Loading subsets of nifti data in python (spm_get_data equivalent)

Johan · October 19, 2018, 1:26pm

spm_get_data is a very useful function in SPM that uses compiled routines to quickly load time series data for a set of voxel indices into a matrix. I use it all the time for ROI analysis, and I really miss it in Python. Is there something comparable? As far as I can tell, most packages (e.g., nitime, nilearn) load the entire 4D time series into memory and then index the resulting array, which won’t be as fast, and risks memory issues for large datasets.

nibabel supports loading slices of datasets by indexing the dataobj, but that approach doesn’t work with fancy indexing. I suppose I could work out what slices would cover my ROI coordinates, load that sub-matrix and then index it, but that’s a lot of trouble and risks negating any performance gains.

Kelly_Garner · May 20, 2020, 5:01am

Hi Johan

Did you find an answer to your question? I am currently seeking the same, implemented in either fsl, ants or freesurfer, that I can call through nipype.

Cheers
Kelly

Johan · May 21, 2020, 6:24am

Sorry, no progress to report here. Do report back if you find a way!

tbazeille · May 22, 2020, 9:05am

Not knowing the spm function mentionned, I’m not sure to completely get out to reproduce it.

To keep only some images from 4D niimgs imgs series, the most forward thing to do with nilearn

import numpy as np
from nilearn.image import index_img

indexes_of_interest = np.array([0,3,6,10,14,20]) 
images_subset = index_img(imgs, indexes_of_interest)

images_subset is still a 4D Niimg here.
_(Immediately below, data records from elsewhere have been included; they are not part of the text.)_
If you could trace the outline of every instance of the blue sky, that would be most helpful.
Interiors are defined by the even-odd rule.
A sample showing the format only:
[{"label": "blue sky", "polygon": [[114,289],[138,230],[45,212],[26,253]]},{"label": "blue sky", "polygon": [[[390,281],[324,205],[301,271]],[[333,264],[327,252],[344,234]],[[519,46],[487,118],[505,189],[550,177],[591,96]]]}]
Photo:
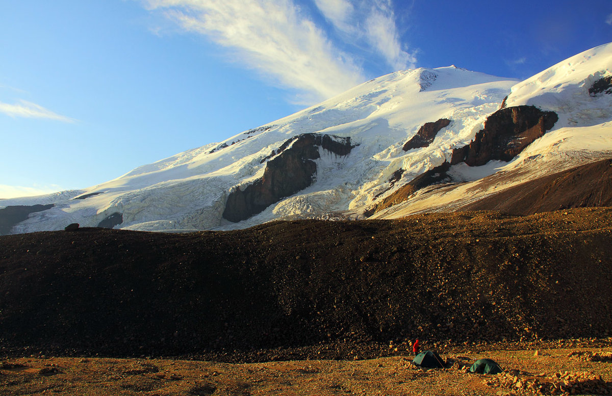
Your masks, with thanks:
[{"label": "blue sky", "polygon": [[523,79],[612,1],[0,0],[0,198],[106,182],[397,70]]}]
If you want to keep only signals an ROI based on a niimg roi_mask:

from nilearn.input_data import NiftiMasker
roi_masker = NiftiMasker(mask_img=roi_mask).fit()
voxels_signals = roi_masker.transform(images_subset)

voxels_signals is now a 2D array (number_indexes, number_voxels_in_ROI)

Johan · May 22, 2020, 12:10pm

Thanks for that. To clarify, spm_get_data is a compiled routine that takes an spm_vol struct that references a set of n_vol 3D or 4D nifti volumes (basically, a nifti header) and a set of n voxel indices [xyz, n] array, and returns a [n_vol, n] array of time courses. You can see it in use here:

github.com

jooh/pilab/blob/7bc68b4725b2c1296c0dd5abcea1e51c31849eef/containers/loadmaskedvolumes.m

% Convenience function for loading in-mask voxels for a set of volumes
% using spm_get_data.
%
% Inputs:
% paths: cell or char array of file paths to SPM-readable volumes
% mask: 3D matrix in same shape as volumes
%
% If you specify the mask output this function will strip out voxels that
% are 'bad' (ie, NaN or 0 at any time point) and return both cleaned up
% data and a cleaned up mask. If you specify only data output we assume you
% don't want any cleaning of data or mask.
%
% [data,[mask]] = loadmaskedvolumes(paths,mask)
function [data,mask] = loadmaskedvolumes(paths,mask)

% ensure logical
mask = mask > 0;
maskind = find(mask);
[x,y,z] = ind2sub(size(mask),maskind);

This file has been truncated. show original

Without knowing the underlying C code, it seems to achieve this without loading the full 4D nifti into memory, and so is far more performant than the alternative route (which in SPM land would be spm_read_vols to load the full 4D matrix into memory followed by indexing in Matlab).

Reading through the Nilearn code, it looks like it does load the full 4D matrix into memory at this point, and then applies indexing in python:
https://github.com/nilearn/nilearn/blob/64faf99202c30fedc666f9846f8af017cecf8efd/nilearn/masking.py#L796

I suspect that this is not going to be as fast or memory efficient as spm_get_data, although I have not compared directly.